Le RGPD au sein des entreprises

Toute entité manipulant des données personnelles concernant des Européens doit se conformer. Peu importe qu’il s’agisse d’une entreprise, d’un sous-traitant ou d’une association.

Le DPO (Data Protection Officier) est la personne chargée de la protection des données au sein d’une organisation. On l’appelle aussi délégué à la protection des données.

Le responsable de traitement des données, lui, détermine les finalités et les moyens du traitement des données à caractère personnel. Ainsi, l’entreprise décide de la manière dont seront traitées les données à caractère personnel. Elle est la responsable du traitement.

  • Registre des activités

Ce document d’analyse permet de recenser les traitements de données.  Il sert à avoir une vue d’ensemble sur ce qui est fait des données personnelles.

Ce registre doit refléter la réalité des traitements de données personnelles. Il permet d’identifier précisément les parties prenantes, les catégories de données traitées, à quoi servent ces données, qui accède, à qui elles sont communiquées, combien de temps elles sont conservées et comment elles sont sécurisées.

L’obligation de tenir un registre des traitements concerne tous les organismes, publics comme privés, et quelle que soit leur taille, dès lors qu’ils traitent des données personnelles.

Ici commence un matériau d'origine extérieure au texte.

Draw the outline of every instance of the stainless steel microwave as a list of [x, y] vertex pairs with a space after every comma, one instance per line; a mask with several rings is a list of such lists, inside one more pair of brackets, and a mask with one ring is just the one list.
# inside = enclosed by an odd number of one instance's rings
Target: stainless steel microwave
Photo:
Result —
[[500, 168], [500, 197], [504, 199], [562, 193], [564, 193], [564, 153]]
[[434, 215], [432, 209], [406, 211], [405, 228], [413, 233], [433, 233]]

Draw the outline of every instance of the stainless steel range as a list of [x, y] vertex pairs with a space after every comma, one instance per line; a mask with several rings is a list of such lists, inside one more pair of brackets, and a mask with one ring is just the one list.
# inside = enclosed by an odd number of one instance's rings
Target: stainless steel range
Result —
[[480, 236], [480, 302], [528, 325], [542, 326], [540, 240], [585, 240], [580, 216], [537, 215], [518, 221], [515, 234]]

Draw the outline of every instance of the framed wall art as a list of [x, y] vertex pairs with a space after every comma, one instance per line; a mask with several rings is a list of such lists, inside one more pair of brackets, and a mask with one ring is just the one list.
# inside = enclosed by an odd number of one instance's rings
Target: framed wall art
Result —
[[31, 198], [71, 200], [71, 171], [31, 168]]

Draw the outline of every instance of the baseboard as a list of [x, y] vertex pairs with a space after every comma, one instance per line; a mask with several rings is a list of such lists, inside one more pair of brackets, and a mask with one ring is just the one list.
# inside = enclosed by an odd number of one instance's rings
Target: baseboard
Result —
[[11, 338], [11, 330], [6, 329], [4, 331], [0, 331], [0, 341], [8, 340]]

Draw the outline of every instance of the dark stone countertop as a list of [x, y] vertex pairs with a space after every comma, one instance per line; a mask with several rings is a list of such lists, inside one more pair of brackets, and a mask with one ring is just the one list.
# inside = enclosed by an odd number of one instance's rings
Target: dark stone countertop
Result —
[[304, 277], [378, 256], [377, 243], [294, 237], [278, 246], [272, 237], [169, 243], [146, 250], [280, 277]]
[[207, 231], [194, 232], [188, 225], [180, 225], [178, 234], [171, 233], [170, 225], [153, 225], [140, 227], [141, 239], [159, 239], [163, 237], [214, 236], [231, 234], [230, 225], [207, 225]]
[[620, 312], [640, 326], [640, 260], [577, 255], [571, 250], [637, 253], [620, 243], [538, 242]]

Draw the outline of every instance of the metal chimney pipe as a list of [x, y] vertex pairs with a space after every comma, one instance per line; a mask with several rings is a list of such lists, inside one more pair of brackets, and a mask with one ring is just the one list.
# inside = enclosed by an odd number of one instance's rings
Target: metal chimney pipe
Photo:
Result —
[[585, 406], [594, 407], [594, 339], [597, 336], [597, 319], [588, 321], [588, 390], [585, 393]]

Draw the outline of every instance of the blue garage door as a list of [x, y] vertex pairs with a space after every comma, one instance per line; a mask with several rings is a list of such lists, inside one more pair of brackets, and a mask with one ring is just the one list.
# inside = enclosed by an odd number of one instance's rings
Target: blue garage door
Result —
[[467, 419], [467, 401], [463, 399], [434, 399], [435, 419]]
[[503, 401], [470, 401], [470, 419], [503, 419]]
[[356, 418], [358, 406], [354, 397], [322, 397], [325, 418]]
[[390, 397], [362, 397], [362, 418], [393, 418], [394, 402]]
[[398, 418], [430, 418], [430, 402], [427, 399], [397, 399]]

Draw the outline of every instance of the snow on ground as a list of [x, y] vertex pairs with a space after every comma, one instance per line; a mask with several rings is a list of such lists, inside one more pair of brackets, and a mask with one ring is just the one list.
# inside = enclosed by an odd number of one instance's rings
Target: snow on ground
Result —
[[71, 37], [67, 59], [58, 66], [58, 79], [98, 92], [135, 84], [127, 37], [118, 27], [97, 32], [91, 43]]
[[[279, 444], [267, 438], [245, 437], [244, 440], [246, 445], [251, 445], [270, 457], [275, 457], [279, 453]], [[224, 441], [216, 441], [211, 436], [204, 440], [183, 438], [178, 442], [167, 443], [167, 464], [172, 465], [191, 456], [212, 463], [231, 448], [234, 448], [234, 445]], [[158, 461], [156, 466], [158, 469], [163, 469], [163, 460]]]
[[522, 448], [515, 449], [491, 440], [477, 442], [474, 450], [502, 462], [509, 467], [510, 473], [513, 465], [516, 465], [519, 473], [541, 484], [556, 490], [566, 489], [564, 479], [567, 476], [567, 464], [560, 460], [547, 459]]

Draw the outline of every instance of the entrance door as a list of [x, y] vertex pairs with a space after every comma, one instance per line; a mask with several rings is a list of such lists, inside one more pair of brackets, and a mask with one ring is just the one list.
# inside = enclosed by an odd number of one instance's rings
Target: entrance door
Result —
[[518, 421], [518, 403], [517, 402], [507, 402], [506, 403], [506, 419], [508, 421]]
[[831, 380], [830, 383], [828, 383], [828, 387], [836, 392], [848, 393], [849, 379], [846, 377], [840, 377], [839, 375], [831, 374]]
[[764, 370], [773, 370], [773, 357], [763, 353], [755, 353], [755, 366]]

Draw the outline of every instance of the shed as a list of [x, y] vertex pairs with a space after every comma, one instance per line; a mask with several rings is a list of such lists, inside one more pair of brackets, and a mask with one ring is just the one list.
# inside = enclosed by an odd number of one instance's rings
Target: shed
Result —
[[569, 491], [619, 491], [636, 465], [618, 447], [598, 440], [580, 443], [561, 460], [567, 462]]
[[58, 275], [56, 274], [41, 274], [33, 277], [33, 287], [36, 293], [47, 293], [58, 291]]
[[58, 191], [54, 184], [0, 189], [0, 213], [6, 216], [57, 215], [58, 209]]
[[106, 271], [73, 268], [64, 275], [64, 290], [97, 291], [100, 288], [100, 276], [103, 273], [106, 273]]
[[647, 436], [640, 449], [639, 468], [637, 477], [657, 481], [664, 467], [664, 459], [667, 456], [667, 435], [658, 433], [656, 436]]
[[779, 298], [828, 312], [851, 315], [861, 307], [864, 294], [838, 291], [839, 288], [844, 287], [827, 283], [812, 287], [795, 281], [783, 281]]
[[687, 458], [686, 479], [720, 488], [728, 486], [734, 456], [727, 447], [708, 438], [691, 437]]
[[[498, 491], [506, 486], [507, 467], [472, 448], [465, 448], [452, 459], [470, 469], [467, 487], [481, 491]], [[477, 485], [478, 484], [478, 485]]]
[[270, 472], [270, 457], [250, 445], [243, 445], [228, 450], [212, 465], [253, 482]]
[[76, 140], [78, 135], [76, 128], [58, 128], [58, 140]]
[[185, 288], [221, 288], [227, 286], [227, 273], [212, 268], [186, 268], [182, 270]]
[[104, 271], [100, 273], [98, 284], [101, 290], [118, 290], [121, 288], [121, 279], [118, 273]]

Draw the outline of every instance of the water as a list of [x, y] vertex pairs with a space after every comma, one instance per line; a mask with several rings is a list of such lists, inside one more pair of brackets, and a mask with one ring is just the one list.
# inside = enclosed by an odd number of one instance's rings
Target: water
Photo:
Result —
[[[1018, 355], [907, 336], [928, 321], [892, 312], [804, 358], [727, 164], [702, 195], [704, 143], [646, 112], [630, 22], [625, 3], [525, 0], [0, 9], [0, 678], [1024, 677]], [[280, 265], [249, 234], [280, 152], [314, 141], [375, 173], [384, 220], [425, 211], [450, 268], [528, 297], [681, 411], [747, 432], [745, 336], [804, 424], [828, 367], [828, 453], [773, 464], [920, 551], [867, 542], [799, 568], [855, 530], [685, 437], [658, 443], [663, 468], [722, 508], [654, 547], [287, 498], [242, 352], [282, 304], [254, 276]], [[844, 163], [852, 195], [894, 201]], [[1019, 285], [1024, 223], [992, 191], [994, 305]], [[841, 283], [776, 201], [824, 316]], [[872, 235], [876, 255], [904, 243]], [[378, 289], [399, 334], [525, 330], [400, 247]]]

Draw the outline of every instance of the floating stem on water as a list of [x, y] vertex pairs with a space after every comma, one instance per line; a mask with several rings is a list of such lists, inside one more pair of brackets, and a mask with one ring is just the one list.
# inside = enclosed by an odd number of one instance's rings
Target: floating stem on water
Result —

Il existe des obligations spécifiques pour le registre du responsable de traitement de données personnelles et pour le registre du sous-traitant. Si l’organisme agit à la fois en tant que sous-traitant et responsable de traitement, le registre doit clairement distinguer les deux catégories d’activités.

  • Sous-traitance

Le sous-traitant traite des données à caractère personnel pour le compte d’une autre entité, et du responsable du traitement.

rgpd-co-traitance

Le RGPD a introduit la notion de « co-traitance ». Auparavant, en cas de problème, le responsable de traitement pouvait se défausser sur son sous-traitant. Désormais, la responsabilité est partagée sur la base de ce que chacun va traiter. L’entreprise devra vérifier que ses fournisseurs ont bien mis en place le RGPD et recueilli le consentement des clients.

Sauf exceptions, le registre des activités de traitement ne s’applique pas à une organisation ou entreprise de moins de 250 employés. Au-delà de ce seuil, chaque sous-traitant doit tenir un registre. Il recense toutes les catégories d’activités de traitement effectuées pour le compte du responsable de traitement.

Les outils

  • La GED

La Gestion Electronique des Documents s’intéresse donc aux documents et aux données associées. Elle permet d’optimiser leur gestion et leur exploitation par des moyens électroniques spécialisés et performants.

C’est un procédé faisant intervenir des moyens électroniques, typiquement des logiciels et/ou des matériels. Il prend en charge la gestion des documents, à savoir les opérations et actions destinées à traiter et à exploiter les documents. Par exemple, la capture, l’acquisition, la numérisation, la validation, la diffusion, le classement, l’indexation, l’archivage, etc.

Les automatismes rendent plus fiables les documents, leur gestion, leur accès, leur exploitation. Ils permettent aux utilisateurs de se consacrer davantage aux tâches à valeur ajoutée en réduisant considérablement les risques d’oubli et d’erreur.

  • La signature électronique

La signature électronique est un mécanisme qui permet de garantir l’intégrité d’un document électronique. Il en authentifie l’auteur, par analogie avec la signature manuscrite d’un document papier. Elle se différencie de la signature écrite par le fait qu’elle n’est pas visuelle mais elle correspond à une suite de caractères.